La nécessité de la mesure est ensuite démontrée par l’insuffisance des alternatives. La cour relève « l’absence dans son environnement social et affectif de personne ou de dispositif susceptible de pourvoir à ses intérêts de façon suffisante ». Elle note son opposition à toute intervention familiale ou sociale. L’article 428 du code civil impose ce contrôle de subsidiarité. La cour vérifie ainsi qu’aucune solution moins contraignante n’est possible. Elle estime que ni la sauvegarde de justice ni la curatelle ne peuvent assurer une protection suffisante. La tutelle apparaît comme la seule réponse adaptée au degré de vulnérabilité.

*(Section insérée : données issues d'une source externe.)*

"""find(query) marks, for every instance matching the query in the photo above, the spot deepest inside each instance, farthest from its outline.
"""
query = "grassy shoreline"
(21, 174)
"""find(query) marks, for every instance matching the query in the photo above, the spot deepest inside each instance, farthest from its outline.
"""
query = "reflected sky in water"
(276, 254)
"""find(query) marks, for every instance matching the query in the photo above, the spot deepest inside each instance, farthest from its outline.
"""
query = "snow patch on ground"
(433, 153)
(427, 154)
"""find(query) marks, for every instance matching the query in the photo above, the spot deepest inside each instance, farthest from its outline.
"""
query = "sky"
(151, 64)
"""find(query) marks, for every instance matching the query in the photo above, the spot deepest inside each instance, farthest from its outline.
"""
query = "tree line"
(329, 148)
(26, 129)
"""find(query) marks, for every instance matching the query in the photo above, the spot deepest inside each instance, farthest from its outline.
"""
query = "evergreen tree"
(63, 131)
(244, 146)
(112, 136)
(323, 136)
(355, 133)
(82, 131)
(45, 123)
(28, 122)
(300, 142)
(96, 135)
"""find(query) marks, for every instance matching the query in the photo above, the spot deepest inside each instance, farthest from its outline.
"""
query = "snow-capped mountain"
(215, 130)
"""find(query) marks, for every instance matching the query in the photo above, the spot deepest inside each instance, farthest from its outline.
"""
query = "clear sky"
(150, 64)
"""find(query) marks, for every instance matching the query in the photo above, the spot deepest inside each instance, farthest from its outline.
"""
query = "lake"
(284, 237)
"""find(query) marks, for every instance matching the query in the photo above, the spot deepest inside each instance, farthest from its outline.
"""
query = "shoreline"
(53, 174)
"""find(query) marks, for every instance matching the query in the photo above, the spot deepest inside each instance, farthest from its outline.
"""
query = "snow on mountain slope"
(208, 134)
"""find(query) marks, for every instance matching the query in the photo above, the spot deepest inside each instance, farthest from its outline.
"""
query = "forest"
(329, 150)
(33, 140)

**II. La prééminence de l’intérêt à protéger sur l’autonomie de la volonté**
La décision opère une conciliation délicate entre protection et respect des droits de la personne. Elle écarte explicitement l’opposition du majeur au nom de son intérêt. La cour reconnaît que l’intéressé « s’est opposé à toute intervention du secteur social comme à celle de ses enfants ». Pourtant, elle retient que son état nécessite une représentation continue. L’arrêt affirme que la mesure est « proportionnée et individualisée en fonction du degré d’altération ». Le choix du régime le plus protecteur est justifié par l’impossibilité pour la personne de gérer ses affaires.
Cette solution s’inscrit dans la philosophie protectrice de la loi du 5 mars 2007. Elle privilégie la sécurité de la personne vulnérable. La cour valide le recours à un mandataire professionnel, l’ »AGSS de l’UDAF ». Ce tiers neutre est préféré pour éviter les conflits familiaux. La décision illustre le pouvoir souverain des juges du fond. Ils apprécient concrètement la proportionnalité de la mesure. La volonté du majeur n’est pas ignorée, mais elle ne peut faire obstacle à une protection jugée indispensable. L’arrêt rappelle que la protection juridique des majeurs reste une mesure de nécessité.